O ser humano constrói o que chamamos de intervenção antrópica. A construção de um novo bairro ou mesmo uma lavoura causam impacto no habitat, pois mexem naquele ecossistema. As relações de trânsito, migração, criação de ninhos podem ser alterados. Nem sempre expansão humana vai afugentar ou acabar com determinada espécie. Tudo vai depender do tipo de espécie. O ser humano, como qualquer outro animal, faz parte do ecossistema e vai sofrer consequências da mesma forma que sua presença traz consequências às populações que já estavam ali.

• Qual a importância desse tipo de iniciativa do ponto de vista da educação ambiental?

É fundamental, como espécie humana, conhecermos em que contexto estamos inseridos.

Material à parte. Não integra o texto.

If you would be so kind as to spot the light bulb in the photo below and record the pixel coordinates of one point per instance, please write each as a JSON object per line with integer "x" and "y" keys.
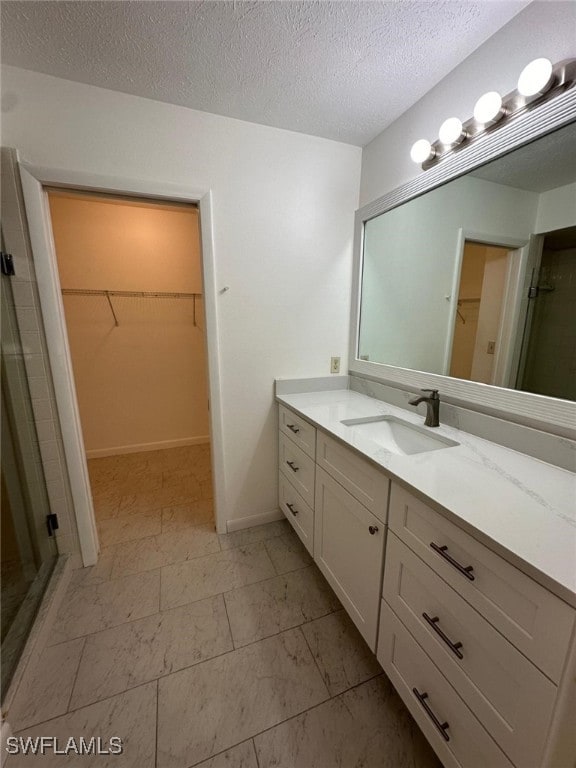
{"x": 421, "y": 151}
{"x": 451, "y": 131}
{"x": 535, "y": 78}
{"x": 488, "y": 109}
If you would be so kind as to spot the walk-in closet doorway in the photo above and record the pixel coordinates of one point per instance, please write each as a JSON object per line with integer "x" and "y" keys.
{"x": 126, "y": 283}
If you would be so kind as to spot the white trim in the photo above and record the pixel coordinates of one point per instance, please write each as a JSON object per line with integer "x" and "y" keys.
{"x": 34, "y": 178}
{"x": 120, "y": 450}
{"x": 545, "y": 413}
{"x": 249, "y": 522}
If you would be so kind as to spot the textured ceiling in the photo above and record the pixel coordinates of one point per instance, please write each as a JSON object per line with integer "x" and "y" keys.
{"x": 343, "y": 70}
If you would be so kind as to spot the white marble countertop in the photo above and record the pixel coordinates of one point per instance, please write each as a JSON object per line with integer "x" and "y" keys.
{"x": 523, "y": 508}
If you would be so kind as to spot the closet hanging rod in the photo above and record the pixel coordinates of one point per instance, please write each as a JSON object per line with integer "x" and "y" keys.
{"x": 129, "y": 294}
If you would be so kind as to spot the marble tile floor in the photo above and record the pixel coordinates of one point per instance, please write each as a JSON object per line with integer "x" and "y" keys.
{"x": 213, "y": 651}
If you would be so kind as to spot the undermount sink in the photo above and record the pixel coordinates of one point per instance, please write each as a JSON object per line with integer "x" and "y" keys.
{"x": 398, "y": 436}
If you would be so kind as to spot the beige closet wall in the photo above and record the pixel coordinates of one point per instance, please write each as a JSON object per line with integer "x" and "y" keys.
{"x": 142, "y": 384}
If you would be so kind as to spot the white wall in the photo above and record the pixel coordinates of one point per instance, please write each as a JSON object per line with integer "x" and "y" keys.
{"x": 283, "y": 206}
{"x": 541, "y": 29}
{"x": 556, "y": 209}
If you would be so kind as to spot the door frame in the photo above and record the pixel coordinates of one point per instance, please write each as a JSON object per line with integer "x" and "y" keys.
{"x": 511, "y": 300}
{"x": 34, "y": 180}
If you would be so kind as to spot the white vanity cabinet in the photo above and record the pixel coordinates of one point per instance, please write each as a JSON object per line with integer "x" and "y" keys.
{"x": 296, "y": 476}
{"x": 349, "y": 550}
{"x": 483, "y": 655}
{"x": 475, "y": 647}
{"x": 337, "y": 503}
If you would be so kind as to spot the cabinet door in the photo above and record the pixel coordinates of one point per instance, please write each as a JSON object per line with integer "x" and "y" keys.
{"x": 349, "y": 550}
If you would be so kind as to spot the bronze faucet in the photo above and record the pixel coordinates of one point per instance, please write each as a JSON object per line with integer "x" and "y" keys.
{"x": 432, "y": 407}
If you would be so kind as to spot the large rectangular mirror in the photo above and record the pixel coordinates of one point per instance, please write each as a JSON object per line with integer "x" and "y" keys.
{"x": 473, "y": 281}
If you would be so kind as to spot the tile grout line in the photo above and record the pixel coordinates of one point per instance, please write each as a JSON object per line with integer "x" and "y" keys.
{"x": 315, "y": 661}
{"x": 255, "y": 752}
{"x": 157, "y": 719}
{"x": 208, "y": 659}
{"x": 180, "y": 562}
{"x": 191, "y": 602}
{"x": 76, "y": 675}
{"x": 287, "y": 720}
{"x": 199, "y": 663}
{"x": 316, "y": 706}
{"x": 228, "y": 618}
{"x": 85, "y": 706}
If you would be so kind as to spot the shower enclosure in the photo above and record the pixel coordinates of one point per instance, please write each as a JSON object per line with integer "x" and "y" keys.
{"x": 28, "y": 551}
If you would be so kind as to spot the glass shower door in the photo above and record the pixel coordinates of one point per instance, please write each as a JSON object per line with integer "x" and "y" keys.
{"x": 27, "y": 552}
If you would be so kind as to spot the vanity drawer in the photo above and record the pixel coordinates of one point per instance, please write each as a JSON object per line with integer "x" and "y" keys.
{"x": 364, "y": 481}
{"x": 298, "y": 430}
{"x": 534, "y": 620}
{"x": 298, "y": 467}
{"x": 298, "y": 513}
{"x": 507, "y": 693}
{"x": 464, "y": 742}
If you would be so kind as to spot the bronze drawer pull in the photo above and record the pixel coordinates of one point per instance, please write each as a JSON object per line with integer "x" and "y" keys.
{"x": 442, "y": 727}
{"x": 464, "y": 570}
{"x": 454, "y": 647}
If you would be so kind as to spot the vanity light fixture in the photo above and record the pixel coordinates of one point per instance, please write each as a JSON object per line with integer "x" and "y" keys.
{"x": 421, "y": 151}
{"x": 538, "y": 80}
{"x": 489, "y": 109}
{"x": 451, "y": 132}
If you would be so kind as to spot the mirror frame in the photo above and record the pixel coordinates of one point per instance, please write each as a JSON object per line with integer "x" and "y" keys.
{"x": 546, "y": 413}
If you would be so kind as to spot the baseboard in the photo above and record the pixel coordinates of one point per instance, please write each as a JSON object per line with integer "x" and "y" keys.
{"x": 100, "y": 453}
{"x": 249, "y": 522}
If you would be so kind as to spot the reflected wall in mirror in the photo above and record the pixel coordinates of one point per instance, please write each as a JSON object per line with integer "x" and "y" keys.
{"x": 446, "y": 277}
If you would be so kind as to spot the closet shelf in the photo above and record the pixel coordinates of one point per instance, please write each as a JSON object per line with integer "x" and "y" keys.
{"x": 129, "y": 294}
{"x": 132, "y": 295}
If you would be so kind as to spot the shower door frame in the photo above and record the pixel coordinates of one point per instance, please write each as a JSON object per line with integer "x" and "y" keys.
{"x": 35, "y": 179}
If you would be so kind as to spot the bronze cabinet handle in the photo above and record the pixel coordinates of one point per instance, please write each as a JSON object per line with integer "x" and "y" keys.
{"x": 442, "y": 727}
{"x": 433, "y": 622}
{"x": 465, "y": 570}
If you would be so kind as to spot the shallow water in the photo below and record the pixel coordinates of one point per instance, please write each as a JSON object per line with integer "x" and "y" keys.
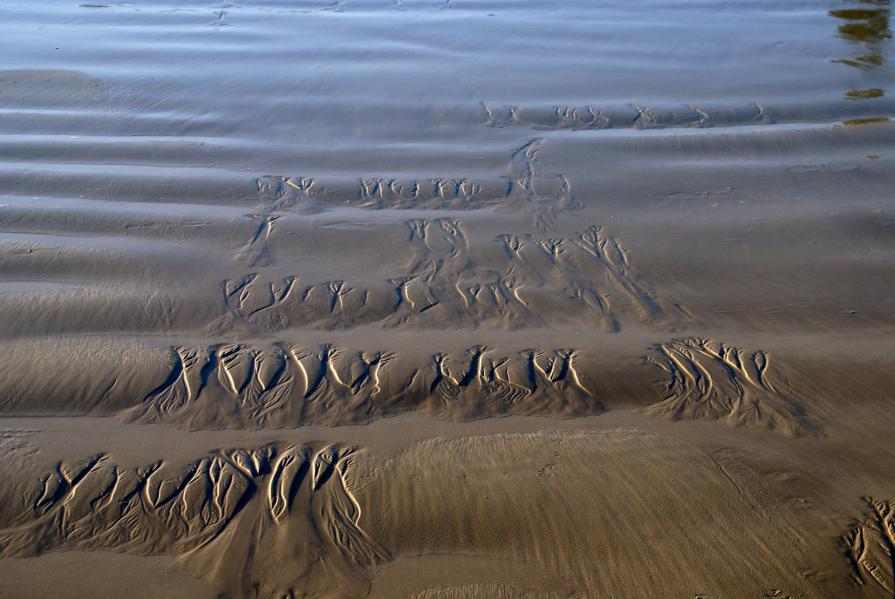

A espécie humana, em suas diferentes culturas, sempre buscou o transcendental, uma ligação com o divino, buscando se afastar das outras espécies. É importante a gente resgatar esse conhecimento dos animais, dos vegetais, das espécies que fazem parte do nosso ecossistema. E utilizar as mídia sociais para o pessoal saber que aqui podemos ter o famoso leão baio, o ratão do banhado, alguns mamíferos maiores, como a anta, que dá nome a duas cidades da região. Por mais urbanos que sejamos, é importante o conhecimento do habitat em que estamos inseridos.